Мы сочувствовали Лене, что иностранные женихи не поняли русскую душу девушки. Она была общительная и амбициозная девушка и тянулась к западным женихам не ради групповых развлечений. Уставшие от кризисов 1990-х, бедности, терактов, бескультурья, молодые люди хотели жить в развитых странах, видеть достаток, красивую архитектуру, море, хорошо питаться и одеваться. Да и растить детей в цивилизованных условиях. Лена, хотя и физик по образованию, работала вообще не в науке, и приехала сюда не лекции слушать, а устраивать личную жизнь. И если у нас в ОИЯИ были какие-то возможности поездок, у кого-то даже регулярные, что было у нее? «Бандитский Петербург»? Замуж в тот раз она так и не вышла. На обратном пути со Школы мы летели одним рейсом, но сидели в разных концах салона. Незадолго перед посадкой она подошла ко мне и стала активно обсуждать какие-то события на Школе, чем меня несколько удивила, поскольку прежде особого интереса болтать со мной не проявляла. Интерес Лены прояснился, когда она уточнила, встречает ли меня машина и не подброшу ли я ее до Москвы. Мне пришлось ее расстроить, пояснив, что машина, которая встречает меня, служебная, да и едет в Дубну не через Москву, и девушка пошла социализироваться дальше по салону. Выходя из самолета, я заметил, что она прибилась к какой-то компании новых знакомых и оживленно там общалась, и я надеюсь, что ее довезли куда надо и поездка закончилась для девушки благополучно. Я немного жалею только о том, что не подал ей идею устроиться в ОИЯИ. Если и не командировки, то ученые-иностранцы там были в достатке.

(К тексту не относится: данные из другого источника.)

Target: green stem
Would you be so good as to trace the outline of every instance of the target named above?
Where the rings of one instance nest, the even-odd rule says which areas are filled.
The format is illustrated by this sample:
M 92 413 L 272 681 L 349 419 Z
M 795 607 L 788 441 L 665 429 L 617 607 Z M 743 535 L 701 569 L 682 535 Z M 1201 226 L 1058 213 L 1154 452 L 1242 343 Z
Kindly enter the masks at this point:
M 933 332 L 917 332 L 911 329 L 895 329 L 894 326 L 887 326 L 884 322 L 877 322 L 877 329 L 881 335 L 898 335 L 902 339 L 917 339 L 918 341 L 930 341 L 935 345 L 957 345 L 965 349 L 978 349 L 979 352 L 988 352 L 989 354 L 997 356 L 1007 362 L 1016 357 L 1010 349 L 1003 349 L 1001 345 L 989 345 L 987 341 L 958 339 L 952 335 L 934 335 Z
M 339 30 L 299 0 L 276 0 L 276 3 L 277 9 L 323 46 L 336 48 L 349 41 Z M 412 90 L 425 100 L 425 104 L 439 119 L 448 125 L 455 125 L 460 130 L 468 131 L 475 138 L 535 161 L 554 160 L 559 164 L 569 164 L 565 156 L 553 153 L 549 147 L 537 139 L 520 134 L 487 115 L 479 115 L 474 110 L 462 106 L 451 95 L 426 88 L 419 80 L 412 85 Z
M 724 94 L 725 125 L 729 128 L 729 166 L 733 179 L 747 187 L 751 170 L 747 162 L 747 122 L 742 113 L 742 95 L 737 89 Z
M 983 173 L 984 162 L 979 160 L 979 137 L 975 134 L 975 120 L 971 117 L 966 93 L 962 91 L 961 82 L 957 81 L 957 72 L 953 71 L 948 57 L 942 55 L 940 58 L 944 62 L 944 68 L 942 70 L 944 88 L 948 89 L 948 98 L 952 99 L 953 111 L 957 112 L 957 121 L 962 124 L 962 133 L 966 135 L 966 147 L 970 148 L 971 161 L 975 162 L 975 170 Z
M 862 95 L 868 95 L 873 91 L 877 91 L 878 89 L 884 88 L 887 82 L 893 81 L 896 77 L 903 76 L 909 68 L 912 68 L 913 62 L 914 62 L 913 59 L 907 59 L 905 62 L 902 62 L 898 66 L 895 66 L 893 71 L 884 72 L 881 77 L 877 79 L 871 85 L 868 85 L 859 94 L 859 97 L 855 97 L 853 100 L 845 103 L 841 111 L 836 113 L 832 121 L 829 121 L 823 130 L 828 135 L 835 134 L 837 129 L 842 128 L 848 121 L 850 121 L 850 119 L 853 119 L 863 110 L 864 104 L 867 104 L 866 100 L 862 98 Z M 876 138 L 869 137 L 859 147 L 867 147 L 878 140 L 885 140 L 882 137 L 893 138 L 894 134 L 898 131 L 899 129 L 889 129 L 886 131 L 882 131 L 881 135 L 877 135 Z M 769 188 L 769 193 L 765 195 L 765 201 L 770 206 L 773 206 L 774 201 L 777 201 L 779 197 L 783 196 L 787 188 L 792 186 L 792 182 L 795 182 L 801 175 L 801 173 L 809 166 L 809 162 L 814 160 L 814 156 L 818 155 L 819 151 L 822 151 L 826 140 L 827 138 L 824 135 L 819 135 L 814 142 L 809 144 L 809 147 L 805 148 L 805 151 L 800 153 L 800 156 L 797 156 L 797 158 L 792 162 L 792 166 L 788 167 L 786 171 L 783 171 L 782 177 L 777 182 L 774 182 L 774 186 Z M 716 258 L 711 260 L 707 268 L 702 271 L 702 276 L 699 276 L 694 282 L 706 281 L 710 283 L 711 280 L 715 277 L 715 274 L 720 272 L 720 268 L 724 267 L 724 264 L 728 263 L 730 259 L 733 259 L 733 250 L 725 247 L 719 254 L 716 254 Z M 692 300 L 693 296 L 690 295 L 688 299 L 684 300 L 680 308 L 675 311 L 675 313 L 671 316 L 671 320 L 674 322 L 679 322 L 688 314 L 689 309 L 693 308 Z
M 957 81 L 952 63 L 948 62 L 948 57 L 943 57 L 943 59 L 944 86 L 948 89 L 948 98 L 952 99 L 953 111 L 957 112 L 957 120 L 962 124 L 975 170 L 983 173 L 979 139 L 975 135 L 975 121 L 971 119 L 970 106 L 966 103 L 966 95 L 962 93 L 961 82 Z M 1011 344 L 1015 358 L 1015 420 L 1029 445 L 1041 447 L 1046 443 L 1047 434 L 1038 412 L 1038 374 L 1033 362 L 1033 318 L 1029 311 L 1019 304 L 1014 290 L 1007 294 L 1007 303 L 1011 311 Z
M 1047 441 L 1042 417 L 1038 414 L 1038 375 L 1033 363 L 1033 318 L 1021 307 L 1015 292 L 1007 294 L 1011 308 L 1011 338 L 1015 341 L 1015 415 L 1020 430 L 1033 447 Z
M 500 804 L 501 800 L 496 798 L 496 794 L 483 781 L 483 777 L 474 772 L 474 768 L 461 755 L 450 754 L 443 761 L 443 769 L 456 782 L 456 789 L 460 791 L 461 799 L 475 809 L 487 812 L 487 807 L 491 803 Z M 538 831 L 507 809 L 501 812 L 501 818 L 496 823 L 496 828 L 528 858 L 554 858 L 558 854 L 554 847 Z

Подводя итог этой главе, посвященной моим «университетам», суммирую, что я отношу к таковым. Это были и формальные образовательные институции, НИИЯФ МГУ (в котором я учился, хотя и не стал выпускником) и УНЦ ОИЯИ (который закончил и формально), которые дали мне все, что я хотел знать и понимать о науке в ОИЯИ. Это были и жизненные «университеты», научившие понимать, как распределяются гранты, какие деления на категории есть в науке, чем ценно международное сотрудничество. Это была и школа отношений между учеными, между начальниками и подчиненными, россиянами и иностранцами, молодежью и старшими. Также школа ученых, которые, несмотря на окружающую прагматическую реальность, стремились к высокому и тянулись к вере. И школы столь важной вещи, как научная социализация: ОМУС и зарубежные школы, от Беларуси до Италии. Все эти «университеты» были важными и насыщенными событиями и ощущениями. Многое стало возможно только благодаря бескорыстной помощи и участию хороших людей. Они – главное в науке.